W4-Machine Learning Modeling Pipelines in Production Flashcards
At a high level, there are two main ways to analyze the performance of your model. ____ and ____.
Black-box evaluation,
Model introspection
What’s the difference between black-box evaluation and model introspection for performance analysis
In black-box evaluation, you generally don’t consider the internal structure of the model. You’re just interested in quantifying the performance of the model through metrics and losses. This is often sufficient within the normal course of development. But if you’re interested in how the model is working internally, maybe looking for ways to improve it. You can apply various model introspection methods.
____ is an example of a tool for black-box evaluation.
TensorBoard
Top-level metrics can hide problems with specific parts of the data. True/False
True
What does TFMA do?
TFMA is an open-source, scalable framework that includes built-in capabilities to
* check model quality standards,
* visualize evaluation metrics,
* and inspect performance on different slices of data.
What’s the difference between TensorBoard and TFMA?
TensorBoard is used for analyzing the training process and TFMA used for deep analysis of the finished trained model.
To use TFMA, you don’t need to train your model and generate a saved model object. True/False
False, you do need to train the model and save it first.

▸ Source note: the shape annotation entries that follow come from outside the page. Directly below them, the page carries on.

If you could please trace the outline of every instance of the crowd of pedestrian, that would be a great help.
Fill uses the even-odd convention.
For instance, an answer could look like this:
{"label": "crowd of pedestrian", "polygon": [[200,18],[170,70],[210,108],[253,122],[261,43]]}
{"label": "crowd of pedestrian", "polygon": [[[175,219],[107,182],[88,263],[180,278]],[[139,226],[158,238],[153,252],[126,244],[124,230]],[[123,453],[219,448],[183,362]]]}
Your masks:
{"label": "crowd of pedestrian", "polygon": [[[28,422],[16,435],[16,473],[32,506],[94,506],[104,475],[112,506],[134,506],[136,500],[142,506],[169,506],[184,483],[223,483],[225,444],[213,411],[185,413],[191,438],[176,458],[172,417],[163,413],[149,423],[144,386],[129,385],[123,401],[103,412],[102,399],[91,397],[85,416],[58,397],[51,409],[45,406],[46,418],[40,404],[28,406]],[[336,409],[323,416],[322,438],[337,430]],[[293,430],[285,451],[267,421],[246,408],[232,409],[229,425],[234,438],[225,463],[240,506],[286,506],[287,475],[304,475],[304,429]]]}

If you train your model in a TFX pipeline, then the pre-processing and feature engineering done during training will already be included in your saved model. However, if you did not train in TFX, you will need to apply the same pre-processing manually.
you need to create an eval_config object that encapsulates the requirements for TFMA. This includes defining the ____ and the ____.
slices of your dataset,
metrics that you want to use for analyzing your model
What’s model robustness?
Model robustness refers to the ability of a model to consistently provide accurate results even when the features change drastically.

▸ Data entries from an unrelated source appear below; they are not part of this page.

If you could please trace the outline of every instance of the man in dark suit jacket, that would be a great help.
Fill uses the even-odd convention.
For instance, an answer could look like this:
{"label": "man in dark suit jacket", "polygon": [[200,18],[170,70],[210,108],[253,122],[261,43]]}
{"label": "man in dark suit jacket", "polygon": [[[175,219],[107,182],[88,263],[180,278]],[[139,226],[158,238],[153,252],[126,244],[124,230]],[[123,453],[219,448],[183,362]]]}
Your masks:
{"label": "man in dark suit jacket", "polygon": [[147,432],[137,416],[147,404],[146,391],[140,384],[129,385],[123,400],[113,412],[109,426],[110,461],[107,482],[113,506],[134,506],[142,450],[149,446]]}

Robustness cannot be measured during training, and a separate validation or test set should be used for measuring robustness. True/False
True
What’s sensitivity analysis?
Sensitivity analysis involves examining the impact of individual features on a machine learning model’s prediction by changing a single feature’s value while holding the others constant.

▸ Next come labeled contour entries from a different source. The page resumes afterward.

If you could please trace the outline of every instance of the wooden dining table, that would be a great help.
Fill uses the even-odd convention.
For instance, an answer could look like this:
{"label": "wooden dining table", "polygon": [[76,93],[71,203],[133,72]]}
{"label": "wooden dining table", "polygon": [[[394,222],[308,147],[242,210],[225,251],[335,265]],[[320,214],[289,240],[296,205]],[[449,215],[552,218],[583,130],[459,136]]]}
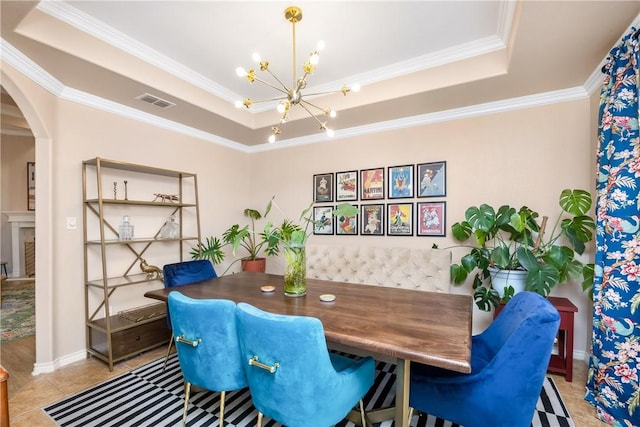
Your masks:
{"label": "wooden dining table", "polygon": [[[473,301],[468,295],[307,279],[307,294],[288,297],[283,276],[241,272],[190,285],[159,289],[146,297],[167,301],[171,291],[190,298],[245,302],[274,314],[322,321],[330,348],[396,364],[396,405],[369,411],[371,422],[409,424],[411,362],[471,372]],[[272,292],[261,290],[273,286]],[[334,295],[325,302],[320,297]]]}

What are adversarial examples?
Adversarial examples are inputs created to confuse a neural network resulting in misclassification. (to simulate an adversarial attack)
The attack involves adding noise to an image that is indistinguishable to the human eye but causes the model to misclassify the image.
What are some ways to improve model robustness?
Ways to improve model robustness:
* Ensure training data accurately mirrors requests that model receives
* Use data augmentation techniques to help model generalize and correct for unbalanced data
* Understand inner workings of model to improve interpretability and robustness
* Use model editing to tweak model for better performance and robustness
* Apply model assertions to ensure results meet business rules and sanity checks
What’s model remediation?
Model remediation refers to techniques used to improve the robustness, performance, and fairness of machine learning models. This includes methods such as data augmentation, model interpretation, model editing, model assertions, bias reduction techniques, and constant monitoring of models to ensure they remain accurate, fair, and secure. The goal of model remediation is to make sure that machine learning models are reliable and useful in real-world applications, and that they don’t perpetuate or exacerbate biases and discrimination.
It’s important to identify slices of data that are sensitive to fairness and measure model performance on those slices to avoid hiding fairness problems with particular groups of people. True/False
True
Conduct various fairness tests on all available slices of data, evaluate fairness metrics across multiple thresholds, and consider reporting the rate at which the label is predicted for predictions without a good margin of separation from decision boundaries.